Un tiempo de renovación

May 4, 2023

En la Asamblea General de 2022 se tomó la decisión de establecer una Comisión para una Iglesia Luterana Renovada con el fin de “reconsiderar las declaraciones de propósito de cada una de las expresiones de esta iglesia, los principios de su estructura organizativa y todos los asuntos relacionados con esta, prestando atención particular a nuestro compromiso compartido de desmantelar el racismo”. ¡Esta no es una tarea fácil!

La Comisión para una Nueva Iglesia Luterana que llevó a la formación de la ELCA completó su trabajo hace 35 años, antes de TikTok, los teléfonos inteligentes y la telemedicina. Incluso MTV era relativamente nueva. El mundo ha cambiado mucho desde entonces, así que tal vez sea hora de echar un vistazo a nuestras declaraciones de propósito y principios de estructura organizativa.

Ha habido una variedad de reacciones a esto: emoción, inquietud, un llamado a derribar la iglesia por completo y luego reconstruirla, solicitudes para mantener el orden establecido y todo lo demás. Incluso algunos han expresado su sospecha de que una camarilla de líderes de la iglesia en Higgins Road ya ha completado el proyecto (en realidad, no). Nos hemos comprometido a ser una iglesia próspera, arraigada en la tradición y radicalmente relevante, siendo la tradición nuestra teología, y no la cultura o la cocina.

La iglesia es única entre las instituciones. Es divina y también muy humana. Es la única institución cuya razón de ser es predicar el evangelio en su pureza y administrar los sacramentos de acuerdo con el evangelio. “La Iglesia es un pueblo creado por Dios en Cristo, fortalecido por el Espíritu Santo, llamado y enviado a dar testimonio de la actividad creadora, redentora y santificadora de Dios en el mundo” (Constitución de la ELCA, 4.01).


Nos hemos comprometido a ser una iglesia próspera, arraigada en la tradición y radicalmente relevante, siendo la tradición nuestra teología, y no la cultura o la cocina.

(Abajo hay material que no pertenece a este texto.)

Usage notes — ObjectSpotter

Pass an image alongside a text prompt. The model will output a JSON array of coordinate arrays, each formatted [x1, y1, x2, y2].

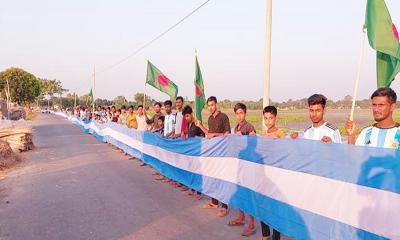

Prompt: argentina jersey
[[356, 125, 400, 149], [303, 122, 342, 143]]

¿Acertamos siempre? No. Dado que, como se ha dicho, la iglesia no es un hotel para santos, sino un hospital para pecadores, hay muchas cosas en la larga historia de la iglesia y en la historia mucho más corta de esta iglesia que han causado daño —incluso daño mortal— a las personas y la creación. Y, sin embargo, Dios continúa usando a la iglesia y a nuestra rama de ella para que sea una embajadora de esperanza y siga contando la historia radical de la gracia. Somos una iglesia que entiende que los bautizados son a la vez santos y pecadores.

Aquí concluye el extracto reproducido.